How to solve the problem of Dual behavior of django CustomUser in migration?

I have a data migration as below in which I want to use create_user method of CustomUser, get an instance of the created user, and use this instance to create instance of Partner model.
It is worth mentioning that I have a Partner model that has a one-to-one relationship with CustomUser.
I have two options:
# Option One:
def populate_database_create_partner(apps, schema_editor):
Partner = apps.get_model('partners', 'Partner')
CustomUser.objects.create_user(
id=33,
email='test_email#email.com',
password='password',
first_name='test_first_name',
last_name="test_last_name",
is_partner=True,
)
u = CustomUser.objects.get(id=33)
partner = Partner.objects.create(user=u, )
class Migration(migrations.Migration):
dependencies = [
('accounts', '0006_populate_database_createsuperuser'),
]
operations = [
migrations.RunPython(populate_database_create_partner),
]
In option one, I see this error:
ValueError: Cannot assign "<CustomUser: test_email#email.com>": "Partner.user" must be a "CustomUser" instance.
I then test this:
# Option Two:
def populate_database_create_partner(apps, schema_editor):
Partner = apps.get_model('partners', 'Partner')
CustomUser = apps.get_model('accounts', 'CustomUser')
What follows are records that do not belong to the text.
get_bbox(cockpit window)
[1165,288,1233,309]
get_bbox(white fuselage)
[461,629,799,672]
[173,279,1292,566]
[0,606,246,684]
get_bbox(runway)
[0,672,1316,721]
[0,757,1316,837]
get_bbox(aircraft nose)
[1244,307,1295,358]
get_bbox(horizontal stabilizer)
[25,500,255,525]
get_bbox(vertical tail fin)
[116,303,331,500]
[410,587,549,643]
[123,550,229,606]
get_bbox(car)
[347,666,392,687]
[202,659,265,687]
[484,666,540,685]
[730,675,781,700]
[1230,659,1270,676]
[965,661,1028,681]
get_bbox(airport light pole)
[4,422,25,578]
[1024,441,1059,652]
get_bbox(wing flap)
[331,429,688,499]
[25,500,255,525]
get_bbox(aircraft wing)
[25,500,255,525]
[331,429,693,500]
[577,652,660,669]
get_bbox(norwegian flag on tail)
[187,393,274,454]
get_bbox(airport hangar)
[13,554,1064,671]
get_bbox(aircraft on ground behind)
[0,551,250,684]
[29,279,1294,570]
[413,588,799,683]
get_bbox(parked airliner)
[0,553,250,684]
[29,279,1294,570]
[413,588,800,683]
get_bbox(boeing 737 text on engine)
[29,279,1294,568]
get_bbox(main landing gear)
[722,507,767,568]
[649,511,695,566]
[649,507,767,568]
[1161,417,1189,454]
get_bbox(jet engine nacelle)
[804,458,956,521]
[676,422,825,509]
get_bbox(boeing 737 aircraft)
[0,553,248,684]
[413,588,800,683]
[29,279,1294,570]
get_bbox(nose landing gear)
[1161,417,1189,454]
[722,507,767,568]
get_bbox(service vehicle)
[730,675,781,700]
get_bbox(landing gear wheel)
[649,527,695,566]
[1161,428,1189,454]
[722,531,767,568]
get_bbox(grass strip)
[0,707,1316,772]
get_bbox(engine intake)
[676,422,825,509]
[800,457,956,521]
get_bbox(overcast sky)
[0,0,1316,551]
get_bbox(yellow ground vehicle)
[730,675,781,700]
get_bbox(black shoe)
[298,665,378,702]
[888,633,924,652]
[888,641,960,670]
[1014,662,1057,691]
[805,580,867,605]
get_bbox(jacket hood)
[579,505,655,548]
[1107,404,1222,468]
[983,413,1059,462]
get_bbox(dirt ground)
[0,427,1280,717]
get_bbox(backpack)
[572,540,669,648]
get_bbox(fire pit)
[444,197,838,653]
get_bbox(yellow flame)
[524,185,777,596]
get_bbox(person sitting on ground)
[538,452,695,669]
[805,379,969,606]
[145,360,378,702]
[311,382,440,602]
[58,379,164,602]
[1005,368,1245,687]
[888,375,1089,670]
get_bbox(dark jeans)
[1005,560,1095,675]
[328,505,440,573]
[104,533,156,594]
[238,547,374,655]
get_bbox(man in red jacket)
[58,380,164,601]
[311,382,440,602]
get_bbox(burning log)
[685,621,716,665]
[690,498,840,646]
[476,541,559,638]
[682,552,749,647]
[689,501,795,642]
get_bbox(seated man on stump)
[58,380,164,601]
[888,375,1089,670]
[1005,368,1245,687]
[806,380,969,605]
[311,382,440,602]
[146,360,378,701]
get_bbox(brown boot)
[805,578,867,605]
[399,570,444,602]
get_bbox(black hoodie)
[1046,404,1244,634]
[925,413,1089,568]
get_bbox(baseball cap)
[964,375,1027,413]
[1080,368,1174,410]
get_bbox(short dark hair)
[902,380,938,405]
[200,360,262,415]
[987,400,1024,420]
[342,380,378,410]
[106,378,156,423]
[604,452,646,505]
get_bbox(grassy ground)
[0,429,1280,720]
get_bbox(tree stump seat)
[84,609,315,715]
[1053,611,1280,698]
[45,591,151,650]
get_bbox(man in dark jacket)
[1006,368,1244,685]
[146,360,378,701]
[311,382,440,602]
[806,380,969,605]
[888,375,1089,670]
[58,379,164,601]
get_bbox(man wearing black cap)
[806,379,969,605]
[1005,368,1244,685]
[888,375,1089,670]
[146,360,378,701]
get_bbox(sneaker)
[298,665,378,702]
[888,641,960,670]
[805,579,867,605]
CustomUser.objects.create_user(
id=33,
email='test_email#email.com',
password='password',
first_name='test_first_name',
last_name="test_last_name",
is_partner=True,
)
u = CustomUser.objects.get(id=33)
partner = Partner.objects.create(user=u, )
class Migration(migrations.Migration):
dependencies = [
('accounts', '0006_populate_database_createsuperuser'),
]
operations = [
migrations.RunPython(populate_database_create_partner),
]
I the see this error:
CustomUser.objects.create_user(
AttributeError: 'Manager' object has no attribute 'create_user'
The create_user method does not work.
If I do not use the create_user method and simply use CustomUser.objects.create(...), I will not be able to set password in here.
Django only keeps limited historical information about each version of your models. One of the things it doesn't keep track of, as documented here, is custom model managers.
The good news is that there's a way to force the migrations system to use your custom manager:
You can optionally serialize managers into migrations and have them available in RunPython operations. This is done by defining a use_in_migrations attribute on the manager class.
As noted, this just allows your migration to use the version of the manager that exists when the migration is run; so, if you later make changes to it, you could break the migration. A safer alternative is to just copy the relevant create_user code into the migration itself.